Het sluitstuk van een goed handhavingsbeleid is voldoende controle van de feitelijke situatie in het plangebied. Daarnaast moeten adequate maatregelen worden getroffen indien de voorschriften worden overtreden. Indien dit wordt nagelaten, ontstaat een grote mate van rechtsonzekerheid.

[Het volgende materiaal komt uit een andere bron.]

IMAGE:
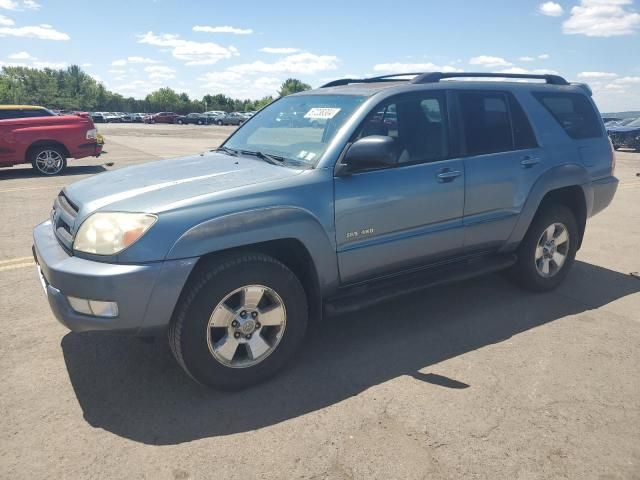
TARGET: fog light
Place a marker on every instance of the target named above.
(96, 308)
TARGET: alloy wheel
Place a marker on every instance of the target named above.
(552, 250)
(49, 162)
(246, 326)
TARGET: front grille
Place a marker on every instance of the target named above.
(63, 218)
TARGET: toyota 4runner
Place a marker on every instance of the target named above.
(380, 187)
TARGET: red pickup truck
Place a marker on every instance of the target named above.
(38, 136)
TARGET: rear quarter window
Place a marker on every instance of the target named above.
(574, 112)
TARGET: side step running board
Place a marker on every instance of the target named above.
(356, 298)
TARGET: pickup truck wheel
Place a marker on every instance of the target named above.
(48, 160)
(239, 322)
(548, 250)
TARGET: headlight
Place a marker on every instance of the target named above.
(107, 233)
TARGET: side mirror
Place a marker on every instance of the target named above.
(374, 151)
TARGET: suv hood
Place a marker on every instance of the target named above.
(153, 187)
(624, 129)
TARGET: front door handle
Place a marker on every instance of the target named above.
(447, 175)
(528, 162)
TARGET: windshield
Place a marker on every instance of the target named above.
(297, 128)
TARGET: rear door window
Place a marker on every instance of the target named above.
(7, 114)
(486, 124)
(574, 112)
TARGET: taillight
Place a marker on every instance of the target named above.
(92, 134)
(613, 158)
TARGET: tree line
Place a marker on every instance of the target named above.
(73, 89)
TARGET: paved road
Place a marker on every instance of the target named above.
(474, 380)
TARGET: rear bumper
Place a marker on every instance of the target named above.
(87, 150)
(603, 193)
(146, 294)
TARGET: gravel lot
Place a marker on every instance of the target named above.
(473, 380)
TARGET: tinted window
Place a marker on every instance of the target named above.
(573, 112)
(523, 135)
(419, 125)
(24, 113)
(485, 119)
(5, 114)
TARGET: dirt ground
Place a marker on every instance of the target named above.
(475, 380)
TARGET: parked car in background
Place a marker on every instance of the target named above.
(98, 117)
(212, 117)
(161, 117)
(37, 136)
(625, 136)
(233, 118)
(112, 117)
(234, 253)
(192, 118)
(24, 111)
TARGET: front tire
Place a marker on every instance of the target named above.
(239, 321)
(548, 250)
(48, 160)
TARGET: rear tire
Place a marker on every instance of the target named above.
(212, 335)
(48, 160)
(548, 250)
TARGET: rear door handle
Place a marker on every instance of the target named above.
(528, 162)
(448, 175)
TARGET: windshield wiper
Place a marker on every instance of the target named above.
(272, 159)
(228, 151)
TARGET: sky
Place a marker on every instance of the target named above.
(246, 48)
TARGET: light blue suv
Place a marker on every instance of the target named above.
(371, 188)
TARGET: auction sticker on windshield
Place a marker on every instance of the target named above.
(319, 113)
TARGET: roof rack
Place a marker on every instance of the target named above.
(382, 78)
(434, 77)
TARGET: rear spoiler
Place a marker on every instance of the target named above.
(584, 86)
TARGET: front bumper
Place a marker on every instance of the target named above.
(146, 294)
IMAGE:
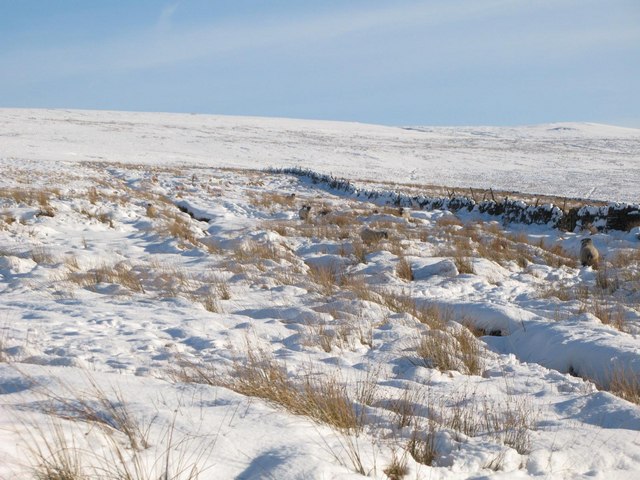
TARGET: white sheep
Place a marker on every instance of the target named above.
(404, 212)
(369, 235)
(304, 212)
(589, 254)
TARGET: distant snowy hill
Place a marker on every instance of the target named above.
(568, 159)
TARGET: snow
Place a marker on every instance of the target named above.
(102, 301)
(567, 159)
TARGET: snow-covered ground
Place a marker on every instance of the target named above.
(566, 159)
(137, 339)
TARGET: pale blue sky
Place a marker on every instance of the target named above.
(432, 62)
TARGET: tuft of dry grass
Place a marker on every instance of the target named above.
(422, 445)
(452, 349)
(397, 469)
(272, 200)
(320, 397)
(625, 384)
(325, 277)
(360, 251)
(404, 269)
(42, 255)
(121, 273)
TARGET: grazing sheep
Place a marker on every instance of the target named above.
(404, 212)
(589, 255)
(304, 212)
(372, 236)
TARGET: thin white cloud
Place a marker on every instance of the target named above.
(162, 46)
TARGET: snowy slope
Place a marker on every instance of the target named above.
(576, 160)
(126, 325)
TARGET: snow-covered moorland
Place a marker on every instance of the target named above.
(164, 316)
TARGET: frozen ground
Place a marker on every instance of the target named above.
(565, 159)
(135, 338)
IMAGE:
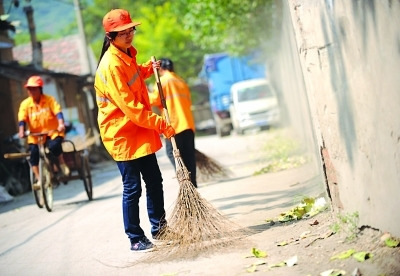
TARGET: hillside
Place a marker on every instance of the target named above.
(54, 18)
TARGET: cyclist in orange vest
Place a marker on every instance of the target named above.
(41, 113)
(129, 129)
(179, 104)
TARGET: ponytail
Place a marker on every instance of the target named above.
(108, 38)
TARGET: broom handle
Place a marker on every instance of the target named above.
(163, 102)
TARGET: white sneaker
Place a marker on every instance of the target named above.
(65, 169)
(36, 186)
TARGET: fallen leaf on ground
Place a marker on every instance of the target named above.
(333, 272)
(292, 261)
(390, 242)
(344, 254)
(321, 237)
(258, 253)
(362, 256)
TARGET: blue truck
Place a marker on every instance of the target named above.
(221, 70)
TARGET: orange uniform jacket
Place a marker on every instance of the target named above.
(40, 117)
(128, 127)
(178, 100)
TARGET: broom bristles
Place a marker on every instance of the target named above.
(194, 225)
(208, 168)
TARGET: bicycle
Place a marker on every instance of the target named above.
(76, 161)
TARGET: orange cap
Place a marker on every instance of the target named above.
(34, 81)
(118, 20)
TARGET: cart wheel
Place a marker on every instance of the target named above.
(47, 187)
(86, 175)
(36, 193)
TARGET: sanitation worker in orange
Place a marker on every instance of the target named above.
(41, 113)
(179, 103)
(129, 129)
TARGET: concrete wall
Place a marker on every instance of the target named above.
(343, 59)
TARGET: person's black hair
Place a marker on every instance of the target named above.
(106, 43)
(167, 64)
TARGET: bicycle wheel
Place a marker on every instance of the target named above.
(37, 193)
(87, 176)
(47, 187)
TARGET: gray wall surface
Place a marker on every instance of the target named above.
(338, 72)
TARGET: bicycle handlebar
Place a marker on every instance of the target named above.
(28, 133)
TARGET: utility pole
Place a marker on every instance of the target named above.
(37, 56)
(86, 60)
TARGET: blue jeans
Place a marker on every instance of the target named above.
(131, 171)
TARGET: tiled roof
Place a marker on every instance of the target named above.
(63, 55)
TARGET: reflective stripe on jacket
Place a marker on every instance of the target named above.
(128, 127)
(178, 100)
(40, 117)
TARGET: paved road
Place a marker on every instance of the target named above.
(87, 238)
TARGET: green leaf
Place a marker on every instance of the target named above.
(362, 256)
(282, 243)
(258, 253)
(252, 269)
(392, 242)
(344, 255)
(281, 264)
(333, 272)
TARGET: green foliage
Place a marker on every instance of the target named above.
(348, 224)
(308, 207)
(391, 242)
(183, 30)
(236, 26)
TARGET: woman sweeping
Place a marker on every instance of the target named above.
(128, 127)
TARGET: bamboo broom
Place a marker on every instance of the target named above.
(194, 225)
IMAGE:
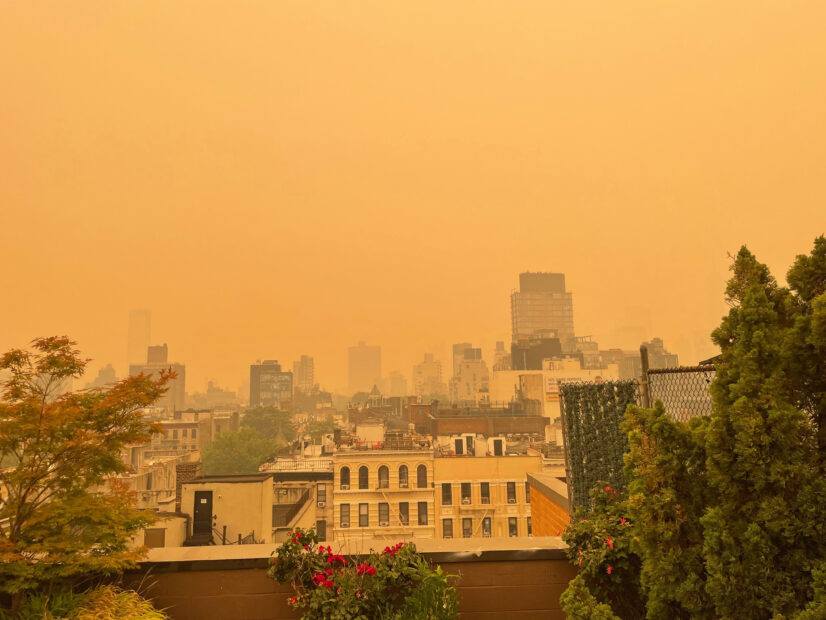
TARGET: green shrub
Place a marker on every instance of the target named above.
(101, 603)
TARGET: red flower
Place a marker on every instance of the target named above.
(366, 569)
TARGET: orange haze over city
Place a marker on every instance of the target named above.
(282, 177)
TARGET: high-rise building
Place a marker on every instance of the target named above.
(395, 384)
(470, 384)
(501, 357)
(304, 374)
(270, 386)
(154, 362)
(427, 377)
(157, 354)
(363, 367)
(139, 334)
(106, 376)
(459, 355)
(542, 305)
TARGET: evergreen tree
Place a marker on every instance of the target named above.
(764, 533)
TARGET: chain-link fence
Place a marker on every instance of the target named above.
(591, 418)
(684, 391)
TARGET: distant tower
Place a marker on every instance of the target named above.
(304, 374)
(363, 367)
(139, 334)
(542, 305)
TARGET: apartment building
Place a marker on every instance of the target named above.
(383, 492)
(483, 496)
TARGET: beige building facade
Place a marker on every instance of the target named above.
(483, 496)
(383, 493)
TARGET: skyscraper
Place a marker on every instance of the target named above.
(542, 306)
(304, 373)
(154, 361)
(427, 377)
(139, 334)
(270, 386)
(363, 367)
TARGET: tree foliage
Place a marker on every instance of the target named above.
(270, 423)
(240, 452)
(729, 511)
(65, 449)
(318, 428)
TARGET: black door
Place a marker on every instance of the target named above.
(202, 517)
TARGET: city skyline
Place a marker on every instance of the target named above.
(222, 191)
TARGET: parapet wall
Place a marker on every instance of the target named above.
(501, 578)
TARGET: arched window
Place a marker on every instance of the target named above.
(384, 477)
(421, 477)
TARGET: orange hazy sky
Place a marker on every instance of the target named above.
(280, 177)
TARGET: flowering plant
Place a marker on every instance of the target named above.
(396, 583)
(602, 545)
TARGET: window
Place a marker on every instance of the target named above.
(422, 513)
(384, 477)
(421, 477)
(485, 489)
(154, 537)
(511, 492)
(447, 494)
(403, 476)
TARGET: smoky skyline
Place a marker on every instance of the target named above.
(278, 179)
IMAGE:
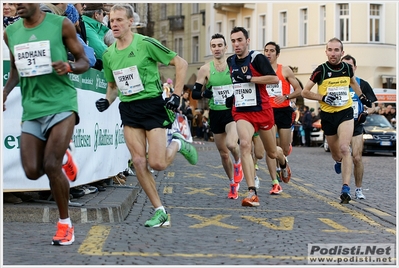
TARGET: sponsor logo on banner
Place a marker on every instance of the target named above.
(102, 137)
(80, 139)
(119, 136)
(100, 82)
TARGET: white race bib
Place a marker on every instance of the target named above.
(220, 93)
(341, 94)
(33, 59)
(355, 107)
(245, 94)
(128, 80)
(275, 90)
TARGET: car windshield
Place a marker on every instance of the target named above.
(376, 120)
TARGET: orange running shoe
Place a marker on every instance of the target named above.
(238, 174)
(233, 194)
(285, 173)
(276, 189)
(290, 150)
(251, 200)
(64, 235)
(70, 168)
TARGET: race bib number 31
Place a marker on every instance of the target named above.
(33, 59)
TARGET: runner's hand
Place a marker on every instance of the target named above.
(362, 117)
(365, 100)
(329, 99)
(102, 104)
(208, 93)
(173, 103)
(241, 78)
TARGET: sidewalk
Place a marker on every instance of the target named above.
(111, 205)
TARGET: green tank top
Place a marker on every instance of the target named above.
(217, 78)
(44, 94)
(135, 68)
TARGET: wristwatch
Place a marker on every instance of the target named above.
(71, 67)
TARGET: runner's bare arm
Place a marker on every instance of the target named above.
(306, 93)
(112, 92)
(71, 41)
(13, 78)
(181, 71)
(265, 79)
(290, 77)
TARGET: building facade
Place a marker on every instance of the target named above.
(302, 29)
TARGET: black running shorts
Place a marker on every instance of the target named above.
(331, 121)
(219, 120)
(146, 114)
(283, 117)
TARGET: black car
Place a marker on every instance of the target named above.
(379, 136)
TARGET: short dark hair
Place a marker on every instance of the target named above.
(217, 36)
(349, 57)
(240, 29)
(335, 39)
(275, 45)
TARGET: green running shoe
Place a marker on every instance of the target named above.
(187, 149)
(159, 219)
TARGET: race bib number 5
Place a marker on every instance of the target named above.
(220, 94)
(245, 94)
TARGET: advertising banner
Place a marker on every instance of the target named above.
(100, 149)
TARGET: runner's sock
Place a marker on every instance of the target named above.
(161, 207)
(66, 221)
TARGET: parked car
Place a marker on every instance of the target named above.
(317, 135)
(379, 136)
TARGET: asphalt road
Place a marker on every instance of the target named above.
(209, 229)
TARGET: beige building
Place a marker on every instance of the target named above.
(368, 31)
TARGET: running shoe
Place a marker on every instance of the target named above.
(159, 219)
(233, 194)
(359, 194)
(290, 150)
(64, 235)
(70, 168)
(238, 174)
(337, 167)
(345, 194)
(276, 189)
(257, 182)
(278, 177)
(285, 174)
(251, 200)
(187, 150)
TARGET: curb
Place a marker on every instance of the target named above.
(112, 205)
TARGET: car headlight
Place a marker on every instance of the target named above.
(367, 137)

De gemeente voert een actief handhavingsbeleid. Medewerkers van de gemeente houden zich bezig met het toezicht op de naleving van de Woningwet en de Wro. Het hoofddoel is de controle van de naleving van de verleende vergunningen en het opsporen van illegale bouw.

Hoofdstuk 7 Procedure

7.1 Te volgen procedure

Het bestemmingsplan doorloopt als ontwerp respectievelijk vastgesteld en onherroepelijk bestemmingsplan de volgende procedure, te weten:

  • 1. Ontwerp:
    • a. 1e ter inzage legging (ontwerp bestemmingsplan)
  • 2. Vaststelling:
    • a. Vaststelling door de Raad
    • b. 2e ter inzage legging (vastgesteld bestemmingsplan)
  • 3. Beroep:
    • a. (Gedeeltelijk) onherroepelijk bestemmingsplan
    • b. Reactieve aanwijzing
    • c. Beroep bij Raad van State

In het kader van deze procedure kunnen gedurende de ter inzageligging van het ontwerp bestemmingsplan door een ieder zienswijzen worden ingediend. In publicaties met betrekking tot de diverse stappen die het plan moet doorlopen wordt daarvan steeds melding gemaakt. Uiteindelijk besluit de Afdeling bestuursrechtspraak van de Raad van State, indien nodig, over het plan in zijn onherroepelijke vorm.

7.2 Ontwerp en vaststelling

Het ontwerpbestemmingsplan heeft met ingang van 7 juli 2021 gedurende 6 weken ter inzage gelegen. Gedurende deze periode is iedereen in de gelegenheid gesteld om zijn/haar zienswijze kenbaar te maken. De ontvangen zienswijzen zijn samengevat en beantwoord in de nota van zienswijzen die onderdeel uitmaakt van het raadsbesluit.

Het bestemmingsplan is in de raadsvergadering van 14 oktober 2021 ongewijzigd vastgesteld.